Federal officials said the law would improve coverage for 113 million people, including 82 million in employer-sponsored plans that are not subject to state regulation. The effective date, for most health plans, will be Jan. 1, 2010.
The Congressional Budget Office estimates that the new requirement will increase premiums by an average of about two-tenths of 1 percent. Businesses with 50 or fewer employees are exempt.
The goal of mental health parity once seemed politically unrealistic but gained widespread support for several reasons:
¶Researchers have found biological causes and effective treatments for numerous mental illnesses.

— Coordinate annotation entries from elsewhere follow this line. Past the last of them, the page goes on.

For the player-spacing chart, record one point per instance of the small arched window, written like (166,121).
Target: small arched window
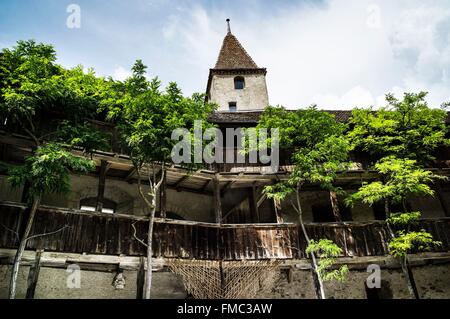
(239,83)
(90,205)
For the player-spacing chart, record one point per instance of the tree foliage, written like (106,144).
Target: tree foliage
(147,114)
(328,251)
(405,128)
(402,178)
(317,141)
(48,170)
(36,93)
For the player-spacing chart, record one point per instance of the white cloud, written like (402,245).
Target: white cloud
(336,55)
(121,74)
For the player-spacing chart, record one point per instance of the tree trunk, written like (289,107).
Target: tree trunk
(409,283)
(148,283)
(320,289)
(335,206)
(21,248)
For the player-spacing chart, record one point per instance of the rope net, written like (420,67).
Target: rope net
(225,279)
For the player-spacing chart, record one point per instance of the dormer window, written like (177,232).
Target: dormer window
(239,83)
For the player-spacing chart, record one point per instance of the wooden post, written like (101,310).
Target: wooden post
(101,185)
(163,199)
(335,206)
(217,200)
(254,209)
(443,201)
(140,279)
(33,275)
(276,209)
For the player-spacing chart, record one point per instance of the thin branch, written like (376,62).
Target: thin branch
(162,177)
(140,188)
(47,234)
(11,230)
(135,235)
(32,136)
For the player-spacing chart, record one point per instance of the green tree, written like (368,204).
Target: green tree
(147,115)
(400,140)
(406,128)
(46,171)
(36,95)
(319,152)
(328,252)
(402,178)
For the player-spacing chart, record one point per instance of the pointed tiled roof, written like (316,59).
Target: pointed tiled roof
(233,55)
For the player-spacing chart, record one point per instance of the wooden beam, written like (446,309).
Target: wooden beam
(217,200)
(443,200)
(181,180)
(163,198)
(33,275)
(254,209)
(101,185)
(140,279)
(130,174)
(205,186)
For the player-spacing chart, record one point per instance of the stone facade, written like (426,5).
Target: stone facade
(253,97)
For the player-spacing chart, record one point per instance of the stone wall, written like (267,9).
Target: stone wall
(52,284)
(432,281)
(253,97)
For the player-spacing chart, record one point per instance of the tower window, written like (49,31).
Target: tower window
(239,83)
(232,106)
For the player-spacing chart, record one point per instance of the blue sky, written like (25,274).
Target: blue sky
(336,53)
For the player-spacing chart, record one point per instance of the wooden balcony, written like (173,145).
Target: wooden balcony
(94,233)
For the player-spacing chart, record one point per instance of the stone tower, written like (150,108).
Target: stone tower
(236,83)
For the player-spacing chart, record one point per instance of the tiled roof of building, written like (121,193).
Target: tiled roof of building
(253,117)
(233,56)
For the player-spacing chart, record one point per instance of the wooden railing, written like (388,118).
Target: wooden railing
(94,233)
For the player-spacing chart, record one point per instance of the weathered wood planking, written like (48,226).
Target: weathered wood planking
(93,233)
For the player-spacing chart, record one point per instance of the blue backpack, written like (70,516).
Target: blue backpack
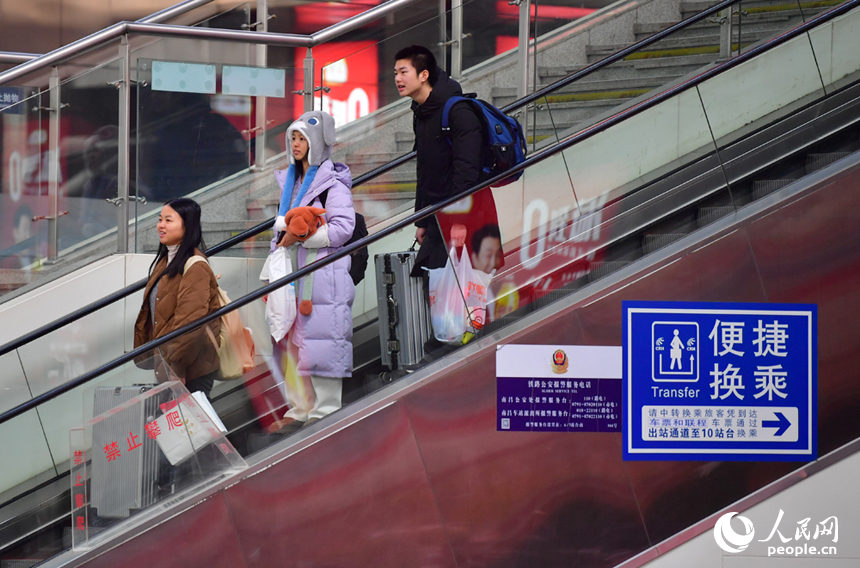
(504,141)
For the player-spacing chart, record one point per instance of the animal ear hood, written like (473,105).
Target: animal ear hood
(318,129)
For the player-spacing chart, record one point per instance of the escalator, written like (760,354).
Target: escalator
(753,203)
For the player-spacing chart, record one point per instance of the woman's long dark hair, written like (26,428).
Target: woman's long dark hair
(189,212)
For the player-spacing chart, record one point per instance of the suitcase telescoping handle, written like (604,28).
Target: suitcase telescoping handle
(393,342)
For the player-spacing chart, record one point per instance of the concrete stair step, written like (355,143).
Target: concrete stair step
(816,162)
(651,28)
(692,45)
(687,62)
(654,242)
(707,215)
(764,187)
(757,7)
(750,24)
(615,86)
(627,70)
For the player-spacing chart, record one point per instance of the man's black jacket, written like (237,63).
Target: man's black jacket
(445,167)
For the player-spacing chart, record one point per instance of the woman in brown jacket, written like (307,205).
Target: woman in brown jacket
(175,297)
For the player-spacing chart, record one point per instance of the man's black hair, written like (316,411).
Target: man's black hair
(491,231)
(189,212)
(422,59)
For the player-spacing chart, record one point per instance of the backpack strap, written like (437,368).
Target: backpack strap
(446,127)
(447,110)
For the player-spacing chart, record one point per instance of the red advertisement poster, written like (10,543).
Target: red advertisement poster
(351,71)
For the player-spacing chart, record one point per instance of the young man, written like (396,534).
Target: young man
(448,164)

¶A number of companies now specialize in managing mental health benefits, making the costs to insurers and employers more affordable. The law allows these companies to continue managing benefits.
¶Employers have found that productivity tends to increase after workers are treated for mental illnesses and drug or alcohol dependence. Such treatments can reduce the number of lost work days.

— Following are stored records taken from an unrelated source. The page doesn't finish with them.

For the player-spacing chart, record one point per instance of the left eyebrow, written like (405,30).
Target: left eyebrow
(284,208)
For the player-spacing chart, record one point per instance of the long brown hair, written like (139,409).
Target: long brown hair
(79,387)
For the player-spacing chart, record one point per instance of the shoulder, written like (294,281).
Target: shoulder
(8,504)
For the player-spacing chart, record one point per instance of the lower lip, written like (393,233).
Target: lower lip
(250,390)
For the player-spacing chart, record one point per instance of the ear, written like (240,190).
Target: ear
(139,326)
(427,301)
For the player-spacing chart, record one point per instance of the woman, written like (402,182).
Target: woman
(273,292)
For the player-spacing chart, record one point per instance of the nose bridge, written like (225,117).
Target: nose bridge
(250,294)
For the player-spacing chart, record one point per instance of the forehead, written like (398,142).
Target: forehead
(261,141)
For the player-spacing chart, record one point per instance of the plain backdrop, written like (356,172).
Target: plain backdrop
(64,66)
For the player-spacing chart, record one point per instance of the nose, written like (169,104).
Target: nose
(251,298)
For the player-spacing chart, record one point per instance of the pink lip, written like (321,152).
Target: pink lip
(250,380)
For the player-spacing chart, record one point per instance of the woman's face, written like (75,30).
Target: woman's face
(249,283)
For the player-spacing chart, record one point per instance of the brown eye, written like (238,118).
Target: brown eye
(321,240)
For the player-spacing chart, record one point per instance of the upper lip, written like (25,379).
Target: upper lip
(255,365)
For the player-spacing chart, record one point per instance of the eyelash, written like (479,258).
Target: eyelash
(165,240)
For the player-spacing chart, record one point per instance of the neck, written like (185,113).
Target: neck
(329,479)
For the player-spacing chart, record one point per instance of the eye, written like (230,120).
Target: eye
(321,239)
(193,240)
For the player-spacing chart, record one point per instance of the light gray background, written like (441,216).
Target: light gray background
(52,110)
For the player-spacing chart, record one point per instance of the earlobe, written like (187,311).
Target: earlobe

¶The stigma of mental illness may have faded as people see members of the armed forces returning from Iraq and Afghanistan with serious mental problems.
¶Parity has proved workable when tried at the state level and in the health insurance program for federal employees, including members of Congress.

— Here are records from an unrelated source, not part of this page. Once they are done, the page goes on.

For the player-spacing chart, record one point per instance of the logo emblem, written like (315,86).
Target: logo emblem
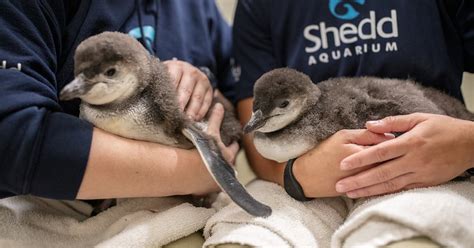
(148,32)
(348,12)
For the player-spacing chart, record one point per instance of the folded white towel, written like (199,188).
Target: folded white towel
(292,223)
(444,213)
(149,222)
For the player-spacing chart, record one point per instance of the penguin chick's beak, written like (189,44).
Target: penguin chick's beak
(75,88)
(256,121)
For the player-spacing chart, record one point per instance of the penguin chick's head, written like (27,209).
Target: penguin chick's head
(109,67)
(280,97)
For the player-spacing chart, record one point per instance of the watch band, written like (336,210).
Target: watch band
(471,171)
(291,185)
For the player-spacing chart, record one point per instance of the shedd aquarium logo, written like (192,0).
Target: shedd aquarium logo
(348,11)
(374,33)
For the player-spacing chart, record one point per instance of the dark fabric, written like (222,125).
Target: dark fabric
(44,147)
(428,41)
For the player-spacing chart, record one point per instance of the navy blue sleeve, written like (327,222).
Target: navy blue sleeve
(43,151)
(252,44)
(221,35)
(465,17)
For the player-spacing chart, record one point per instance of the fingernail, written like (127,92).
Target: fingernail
(374,123)
(340,187)
(351,194)
(389,135)
(345,165)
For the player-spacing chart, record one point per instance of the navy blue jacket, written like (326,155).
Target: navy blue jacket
(44,147)
(430,41)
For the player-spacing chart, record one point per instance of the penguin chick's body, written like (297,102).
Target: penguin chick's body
(291,115)
(134,96)
(128,92)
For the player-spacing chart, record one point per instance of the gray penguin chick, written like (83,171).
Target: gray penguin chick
(291,114)
(128,92)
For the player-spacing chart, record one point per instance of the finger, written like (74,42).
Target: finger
(234,147)
(205,104)
(391,186)
(388,150)
(365,137)
(400,123)
(376,175)
(215,120)
(196,100)
(175,71)
(185,89)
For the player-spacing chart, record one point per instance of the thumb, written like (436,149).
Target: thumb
(215,120)
(392,124)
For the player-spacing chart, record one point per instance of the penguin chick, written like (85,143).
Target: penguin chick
(291,114)
(128,92)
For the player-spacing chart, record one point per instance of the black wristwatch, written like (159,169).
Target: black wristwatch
(471,172)
(291,185)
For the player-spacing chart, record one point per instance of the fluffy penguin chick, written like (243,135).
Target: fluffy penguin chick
(291,114)
(128,92)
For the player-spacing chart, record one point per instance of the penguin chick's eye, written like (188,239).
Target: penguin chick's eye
(284,104)
(110,72)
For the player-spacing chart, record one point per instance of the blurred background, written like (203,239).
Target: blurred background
(227,8)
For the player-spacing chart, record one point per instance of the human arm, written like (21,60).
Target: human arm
(433,150)
(148,169)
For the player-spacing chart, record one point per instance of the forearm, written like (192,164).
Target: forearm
(120,167)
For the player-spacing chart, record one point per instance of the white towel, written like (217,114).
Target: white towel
(292,223)
(444,213)
(28,221)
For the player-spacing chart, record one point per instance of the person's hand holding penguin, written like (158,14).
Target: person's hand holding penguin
(195,96)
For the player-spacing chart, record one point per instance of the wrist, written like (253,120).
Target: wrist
(470,145)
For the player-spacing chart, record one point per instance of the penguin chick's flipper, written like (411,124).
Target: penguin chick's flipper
(223,173)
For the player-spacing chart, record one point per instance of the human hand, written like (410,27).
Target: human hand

Dr. Steven E. Hyman, a former director of the National Institute of Mental Health, said it was impossible to justify insurance discrimination when an overwhelming body of scientific evidence showed that “mental illnesses represent real diseases of the brain.”
“Genetic mutations and unlucky combinations of normal genes contribute to the risk of autism and schizophrenia,” Dr. Hyman said. “There is also strong evidence that people with schizophrenia have thinning of the gray matter in parts of the brain that permit us to control our thoughts and behavior.”
The drive for mental health parity was led by Senator Pete V. Domenici, Republican of New Mexico, who has a daughter with schizophrenia, and Senator Paul Wellstone, the Minnesota Democrat who was killed in a plane crash in 2002. Mr. Wellstone had a brother with severe mental illness.
Prominent members of both parties, including Betty Ford, Rosalynn Carter and Tipper Gore, pleaded with Congress to pass the legislation.
Representatives Patrick J. Kennedy, Democrat of Rhode Island, and Jim Ramstad, Republican of Minnesota, led the fight in the House. Mr. Kennedy has been treated for depression and, by his own account, became “the public face of alcoholism and addiction” after a car crash on Capitol Hill in 2006. Mr. Ramstad traces his zeal to the day in 1981 when he woke up in a jail cell in South Dakota after an alcoholic blackout.
The Senate passed a mental health parity bill in September 2007. The House passed a different version in March of this year.
A breakthrough occurred when sponsors of the House bill agreed to drop a provision that required insurers to cover treatment for any condition listed in the Diagnostic and Statistical Manual of Mental Disorders, published by the American Psychiatric Association.